This package requires:
- Python 2.7, 3.6
- Django 1.8 - 2.1
You can get fixture-magic from pypi with:
pip install django-fixture-magic
The development version can be installed with:
pip install -e git://github.com/davedash/django-fixture-magic#egg=fixture-magic
For use in python3 install the following:
pip install future
fixture-magic adds two commands to manage.py
therefore you should add it to
your INSTALLED_APPS
in settings.py
:
INSTALLED_APPS = (
...
'fixture_magic',
...
)
There are four commands. dump_object
returns the json representation of
a specific object as well as all its dependencies (as defined by ForeignKeys):
./manage.py dump_object APP.MODEL PK1 PK2 PK3 ... > my_new_fixture.json
Or:
./manage.py dump_object APP.MODEL --query '{"pk__in": [PK1, PK2, PK3]}' > my_new_fixture.json
Or you can get all objects with all dependencies by passing an asterisk:
./manage.py dump_object APP.MODEL '*' > my_new_fixture.json
You can now safely load my_new_fixture.json
in a test without foreign key i
errors.
By default, fixture magic will dump related fixtures to your model in your fixture.

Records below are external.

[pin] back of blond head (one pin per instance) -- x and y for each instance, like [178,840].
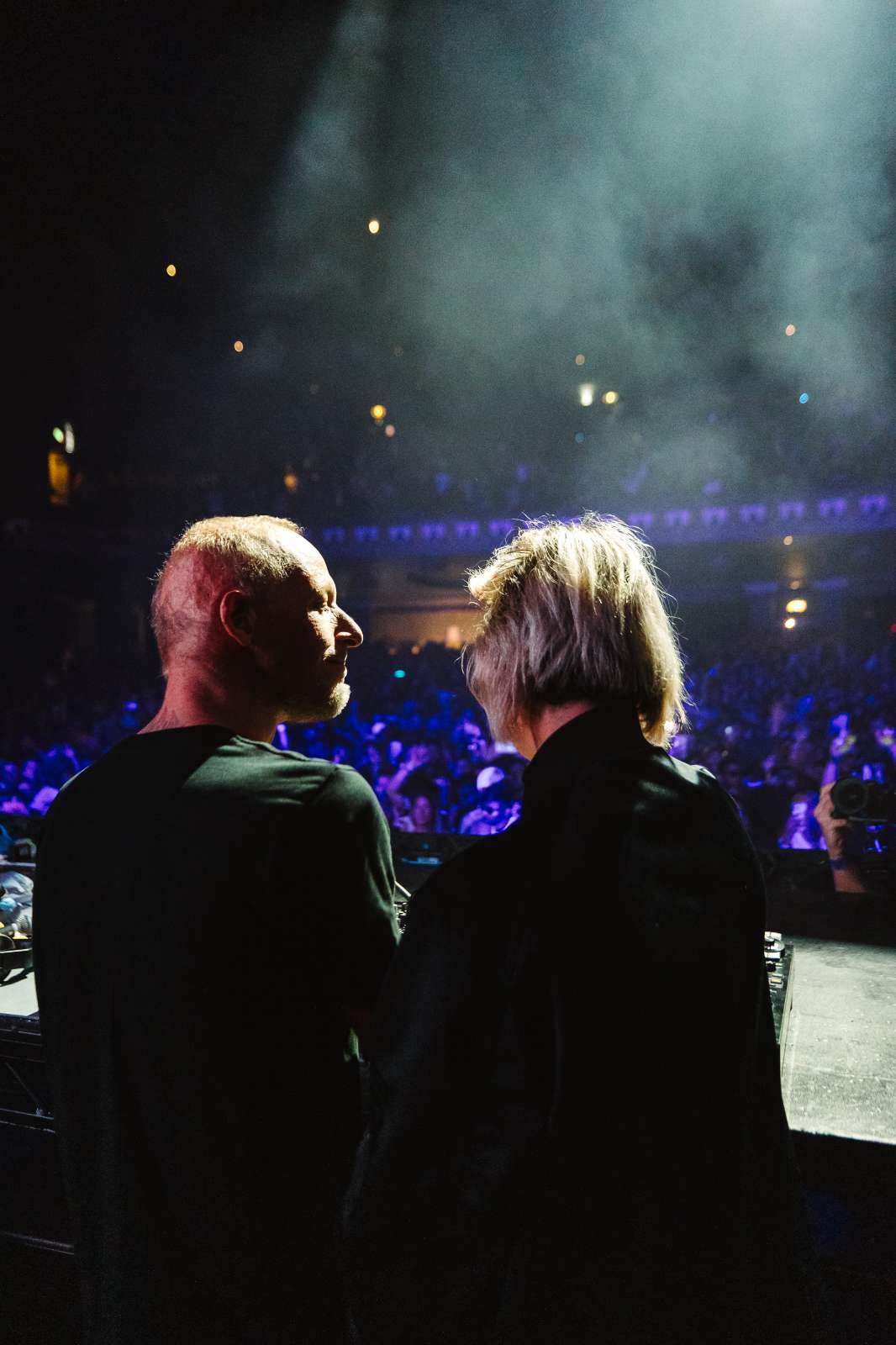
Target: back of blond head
[573,612]
[239,551]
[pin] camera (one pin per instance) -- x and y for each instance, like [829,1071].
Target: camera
[865,802]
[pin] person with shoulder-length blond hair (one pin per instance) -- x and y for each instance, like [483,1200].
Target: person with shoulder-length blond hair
[576,1127]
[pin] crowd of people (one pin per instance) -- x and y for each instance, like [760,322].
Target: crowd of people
[772,724]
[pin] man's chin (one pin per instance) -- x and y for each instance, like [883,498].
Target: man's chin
[329,705]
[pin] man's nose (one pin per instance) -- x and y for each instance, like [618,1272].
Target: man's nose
[349,631]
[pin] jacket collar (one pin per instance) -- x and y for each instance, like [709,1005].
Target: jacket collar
[609,730]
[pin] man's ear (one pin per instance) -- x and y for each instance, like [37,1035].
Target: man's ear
[239,616]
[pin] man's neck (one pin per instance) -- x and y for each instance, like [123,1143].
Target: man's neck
[546,721]
[188,705]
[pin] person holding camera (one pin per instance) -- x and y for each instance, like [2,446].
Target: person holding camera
[840,842]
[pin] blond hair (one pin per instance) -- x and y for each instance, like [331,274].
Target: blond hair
[575,612]
[242,551]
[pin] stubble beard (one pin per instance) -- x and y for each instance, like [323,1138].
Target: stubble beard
[327,705]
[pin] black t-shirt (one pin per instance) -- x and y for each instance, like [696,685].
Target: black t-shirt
[205,908]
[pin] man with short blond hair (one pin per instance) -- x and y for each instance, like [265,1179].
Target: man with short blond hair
[202,966]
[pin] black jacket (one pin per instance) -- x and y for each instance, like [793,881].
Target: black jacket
[576,1127]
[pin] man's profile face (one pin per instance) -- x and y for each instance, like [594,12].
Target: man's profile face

This can be disabled by passing the option --no-follow
to dump_object
. This
is useful if your target database is already partially setup. Here is and example default output of dump_object:
./manage.py dump_object APP.Book
[
{
"model": "APP.Author",
"fields": {
"pk": 5,
"name": "Mark Twain",
}
},
{
"model": "APP.Book",
"fields": {
"pk": 2,
"title": "Tom Sawyer",
"author": 5
}
}
]
Running with the --no-follow
options yields:
./manage.py dump_object APP.Book --no-follow
[
{
"model": "APP.Book",
"fields": {
"pk": 2,
"title": "Tom Sawyer",
"author": 5
}
}
]
Note: | The above example assumes that an Author with an ID of 5 exists in the target database. |
---|
The second command is merge_fixtures
. This command takes several fixture
files and does a simple de-dupe operation (based on model and pk) and returns a
clean json file. This is helpful if you have multiple json fixtures that might
have redundant data:
./manage.py merge_fixtures fixture1.json fixture2.json fixture3.json ... \ > all_my_fixtures.json
The third command is reorder_fixtures
. This command takes a single file
and several model names (in app.model
format as they are specified in
fixture files). This reorders your fixtures so the models you specifiy first
show up in the fixture first. This is helpful if you tend to get foreign-key
errors when loading models:
./manage.py reorder_fixtures fixture.json APP1.MODEL1 APP2.MODEL2 ... \ > ordered_fixture.json
Unspecified models will be appended to the end.
The fourth command is custom_dump
. This reads a setting CUSTOM_DUMPS
:
## Fixture Magic
CUSTOM_DUMPS = {
'addon': { # Initiate dump with: ./manage.py custom_dump addon id
'primary': 'addons.addon', # This is our reference model.
'dependents': [ # These are the attributes/methods of the model that we wish to dump.
'current_version',
'current_version.files.all.0',
],
'order': ('app1.model1', 'app2.model2',),
'order_cond': {'app1.model1': lambda x: 1 if x.get('fields').get('parent_model1') else 0,
'app2.model2': lambda x: -1 * x.get('pk')},
}
}
It runs the equivalent of dump_object
on the dependents (which in turn pick
up the primary object). The JSON dumps are then merged together. Very handy
for dumping multi-dependent objects. dependents, order and order_cond are
optional.
dependents
: Defines additional properties/methods to dump the return values
of. Magic will convert "current_version.files.all.0"
to object.current_version.files.all()[0]
order
: Specify an order in which objects should be dumped based on their
model class. In the above example, all app1.model1 objects will preceed any
app2.model2 objects, which will preceed any objects of any other model class.
order_cond
: Specify an order to dump objects of one or more particular model
classes. In the above example, all app1.model1 objects with a truthy
self.parent_model1 attribute will come after any other app1.model1 object that
does not have a truthy value for this attribute. A sort operation is called on
the list of all objects of that model type, with the value associated with a
model name being passed to the sort function as the key keyword argument.
Keep in mind that the model objects will have already been serialized to a
dictionary object prior to the sort operation.